First, Obiozor took care of the physical challenge, using the five-week break between the end of OTAs and the start of training camp to "lean up," as he put it, to 251 pounds, a much more comfortable weight for an outside linebacker.

Then, while continuing to digest the playbook in bits and pieces, Obiozor put on display his considerable athleticism, speed and strength. It wasn't unusual in training camp to see him beating offensive lineman in one-on-one pass-rushing drills or pressuring the quarterback in the backfield during 11-on-11 periods.

It was almost impossible not to notice his impact, nor, however, outside linebackers coach Kevin Greene getting in his ear after nearly every snap.

"It wasn't my abilities, it was like, 'Obi, you were supposed to hit the B gap instead of the C gap on that play,'" Obiozor said. "It was kind of difficult, and I tried to get acclimated as soon as I could. But there's so many different intricacies in the defense that you're not aware of when you have your hand on the ground and you rush all the time. I had to learn a different level of the game, and it's not easily done.

"I'm starting to realize it really is important, because in this defense, if one person doesn't do the right thing, everything else is ... botched."

It's that more thorough understanding of the defensive scheme that Obiozor hopes to bring into his second season and show the Packers he's worthy of a roster spot, from the beginning this time.

Last year he was cut at the end of training camp, re-signed to the practice squad and then eventually elevated to the active roster for the final five regular-season games and the playoffs, when he played mostly on special teams and took a few snaps on defense.
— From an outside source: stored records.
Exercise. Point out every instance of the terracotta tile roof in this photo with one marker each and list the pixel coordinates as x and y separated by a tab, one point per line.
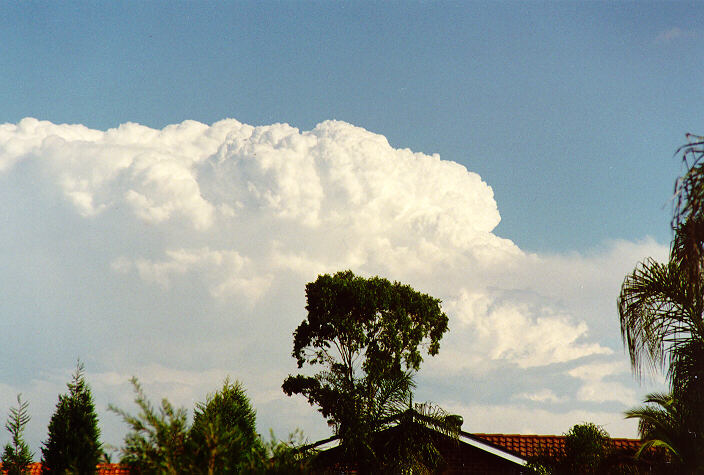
103	469
533	445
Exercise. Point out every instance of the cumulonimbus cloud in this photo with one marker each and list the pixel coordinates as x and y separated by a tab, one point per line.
236	219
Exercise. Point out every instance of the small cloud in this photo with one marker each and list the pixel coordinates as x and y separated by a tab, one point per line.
598	384
544	395
674	34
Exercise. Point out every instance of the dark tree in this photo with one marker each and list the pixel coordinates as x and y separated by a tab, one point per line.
223	434
17	456
661	309
73	443
158	440
366	337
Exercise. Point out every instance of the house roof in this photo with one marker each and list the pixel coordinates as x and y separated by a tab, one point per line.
526	446
103	469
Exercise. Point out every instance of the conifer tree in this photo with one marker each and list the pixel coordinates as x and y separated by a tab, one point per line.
73	444
17	456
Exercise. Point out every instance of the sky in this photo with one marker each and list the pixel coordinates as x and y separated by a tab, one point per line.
172	174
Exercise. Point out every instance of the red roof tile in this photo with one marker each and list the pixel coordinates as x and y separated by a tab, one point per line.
534	445
103	469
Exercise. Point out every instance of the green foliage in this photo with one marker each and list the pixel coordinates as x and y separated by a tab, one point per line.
587	450
367	335
17	456
411	445
662	423
158	440
73	443
223	435
279	457
661	308
222	438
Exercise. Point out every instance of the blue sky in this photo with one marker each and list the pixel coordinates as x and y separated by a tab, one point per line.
570	112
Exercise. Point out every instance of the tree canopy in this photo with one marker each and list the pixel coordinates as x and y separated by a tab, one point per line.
366	335
661	310
73	443
16	457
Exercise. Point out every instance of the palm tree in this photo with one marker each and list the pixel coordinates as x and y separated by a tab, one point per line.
662	422
661	310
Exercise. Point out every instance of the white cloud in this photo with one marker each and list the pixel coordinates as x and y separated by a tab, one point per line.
599	386
544	395
523	419
180	255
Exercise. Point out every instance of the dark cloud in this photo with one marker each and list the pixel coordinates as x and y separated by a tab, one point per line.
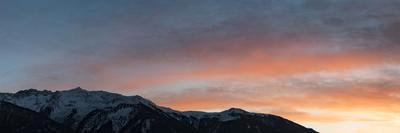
72	39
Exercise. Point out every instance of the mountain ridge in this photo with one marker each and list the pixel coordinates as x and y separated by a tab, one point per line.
101	111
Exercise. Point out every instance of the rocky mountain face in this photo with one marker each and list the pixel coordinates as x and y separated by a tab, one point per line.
83	111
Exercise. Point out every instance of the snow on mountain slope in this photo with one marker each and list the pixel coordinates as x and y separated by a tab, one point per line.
71	105
100	111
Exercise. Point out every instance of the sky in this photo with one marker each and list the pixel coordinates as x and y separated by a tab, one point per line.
332	65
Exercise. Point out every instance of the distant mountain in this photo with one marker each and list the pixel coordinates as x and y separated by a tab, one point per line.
83	111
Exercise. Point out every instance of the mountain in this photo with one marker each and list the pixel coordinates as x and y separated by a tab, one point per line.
81	111
15	119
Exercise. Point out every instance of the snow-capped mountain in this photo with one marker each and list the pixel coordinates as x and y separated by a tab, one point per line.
99	111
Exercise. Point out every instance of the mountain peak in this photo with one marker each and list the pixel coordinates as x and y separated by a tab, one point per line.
78	89
235	110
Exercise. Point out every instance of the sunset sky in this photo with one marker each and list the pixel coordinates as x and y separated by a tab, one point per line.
332	65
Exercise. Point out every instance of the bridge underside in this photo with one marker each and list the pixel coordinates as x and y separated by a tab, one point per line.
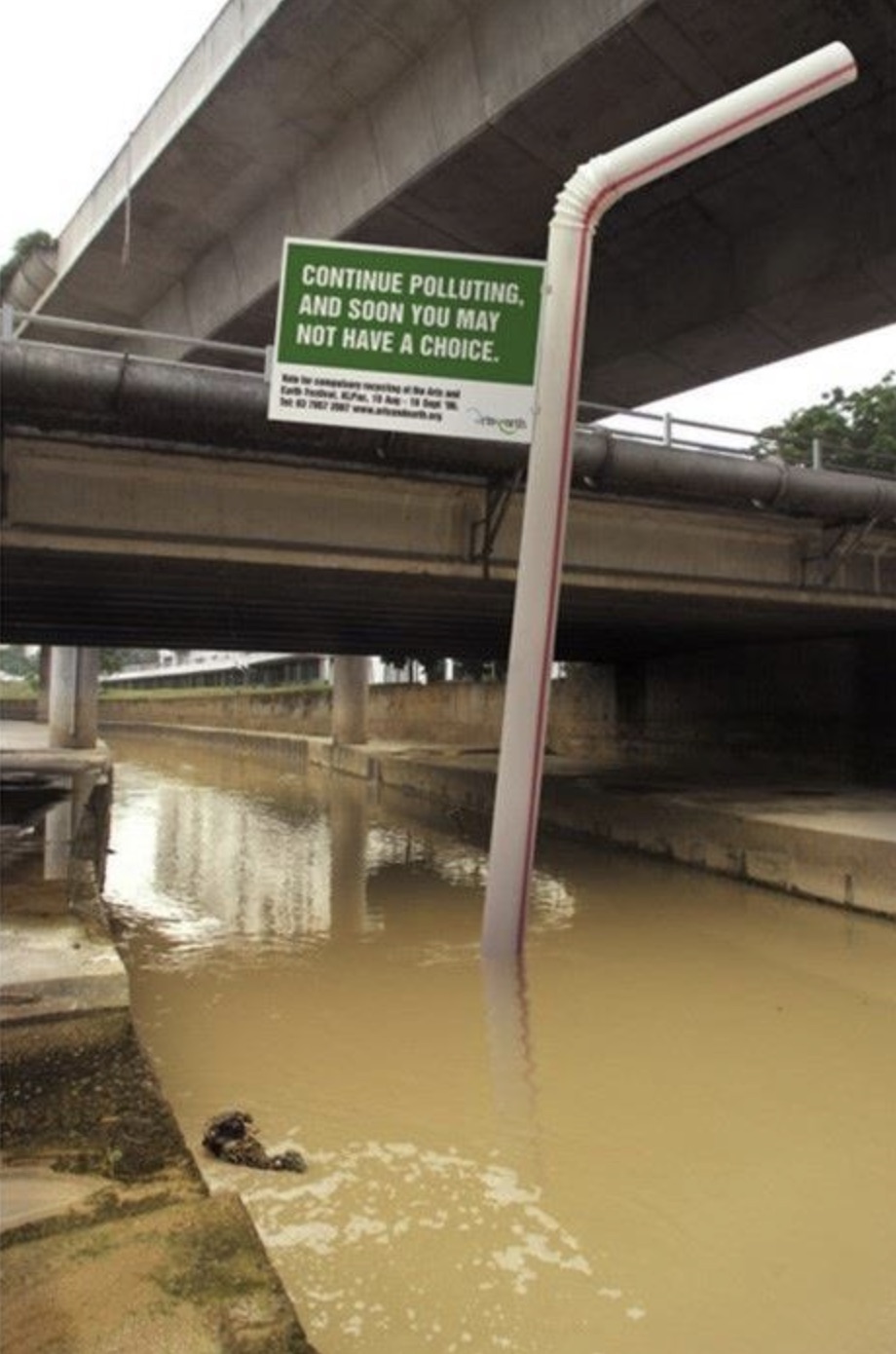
70	597
454	128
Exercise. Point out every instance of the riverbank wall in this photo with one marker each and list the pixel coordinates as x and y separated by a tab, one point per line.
834	846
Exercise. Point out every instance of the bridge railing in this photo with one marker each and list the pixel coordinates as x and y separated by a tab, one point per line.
673	431
665	430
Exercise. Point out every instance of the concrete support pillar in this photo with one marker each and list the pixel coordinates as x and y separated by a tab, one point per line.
350	698
44	684
73	707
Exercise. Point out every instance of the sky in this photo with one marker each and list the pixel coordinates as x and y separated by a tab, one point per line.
77	76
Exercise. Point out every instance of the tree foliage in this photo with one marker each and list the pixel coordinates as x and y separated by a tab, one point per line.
857	430
23	248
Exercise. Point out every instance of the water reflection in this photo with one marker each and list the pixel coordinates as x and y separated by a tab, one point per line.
673	1132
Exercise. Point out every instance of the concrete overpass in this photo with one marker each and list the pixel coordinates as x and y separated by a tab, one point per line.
153	503
452	124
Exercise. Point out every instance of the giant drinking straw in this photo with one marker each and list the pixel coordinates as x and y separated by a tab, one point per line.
592	190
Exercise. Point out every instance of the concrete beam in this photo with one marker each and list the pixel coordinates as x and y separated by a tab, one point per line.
452	125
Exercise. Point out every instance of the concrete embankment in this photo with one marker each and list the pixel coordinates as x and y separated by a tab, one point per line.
110	1238
825	841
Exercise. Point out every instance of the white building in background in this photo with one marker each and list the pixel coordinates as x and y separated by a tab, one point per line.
232	667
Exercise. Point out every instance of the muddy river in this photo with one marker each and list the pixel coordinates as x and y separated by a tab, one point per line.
673	1134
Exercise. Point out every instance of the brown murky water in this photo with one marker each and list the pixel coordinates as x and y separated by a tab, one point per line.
674	1134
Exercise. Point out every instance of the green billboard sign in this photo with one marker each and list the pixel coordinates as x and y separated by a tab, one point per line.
406	340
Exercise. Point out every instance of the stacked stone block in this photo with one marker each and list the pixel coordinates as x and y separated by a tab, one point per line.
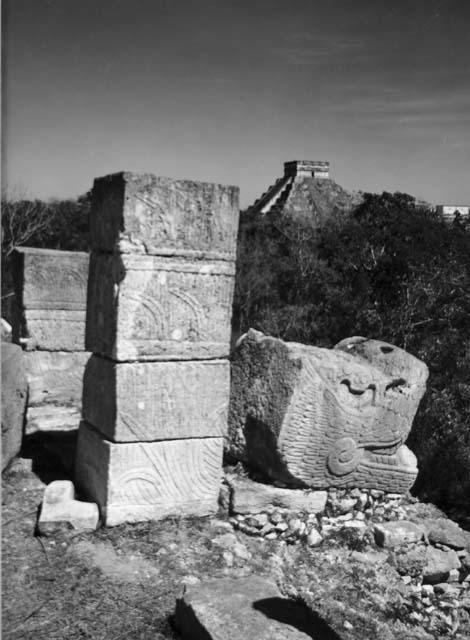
50	291
156	389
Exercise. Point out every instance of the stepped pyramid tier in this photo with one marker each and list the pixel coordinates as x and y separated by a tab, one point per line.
304	191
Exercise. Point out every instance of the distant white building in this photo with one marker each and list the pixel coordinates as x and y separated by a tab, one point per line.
449	211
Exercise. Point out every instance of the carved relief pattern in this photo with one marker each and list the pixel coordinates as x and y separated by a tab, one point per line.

He said he felt "almost game-ready" by the end of the season to play outside linebacker, a reflection of just how far away he was when training camp began. But the progress was evident, and if he makes the kinds of strides many second-year NFL players make, he certainly has a chance to see the field in 2010.

{sportsad300}With the free-agent departure of Aaron Kampman to Jacksonville, the Packers will be looking to develop a pass rusher at outside linebacker to complement Pro Bowler Clay Matthews. Fellow second-year pro Brad Jones is the leading candidate at the moment, followed by veteran Brady Poppinga, but the competition also could include Jeremy Thompson (depending on his health as he returns from a neck injury), Obiozor and/or another acquisition or two via the draft.

In many ways, the odds are still stacked against Obiozor, but he doesn't necessarily see it that way, not with how far he's come already.

While he's working on getting stronger and more explosive during the current offseason program, he's dedicating just as much effort to film study and the mental side of the game, to prove to the coaching staff he fully grasps the playbook, and the big picture on defense.

"It's knowing where I fit in the scheme and knowing how to play the scheme," Obiozor said. "Athletically there's no problem. It's just schematically, I have to hone in."

Using his speed and athleticism to blaze down the field covering kickoffs and punts will help him make the roster as well. He recorded two special teams tackles in the six total contests he played last year, and special-teams contributions always factor into roster decisions involving young players who aren't locked in as starters.

But his goal is to be truly "game-ready" at outside linebacker in 2010, another challenge he intends to meet.

"It's about getting the trust from the coaching staff that I can execute what they tell me to execute," he said. "That's the most important factor. That's what I'm working on."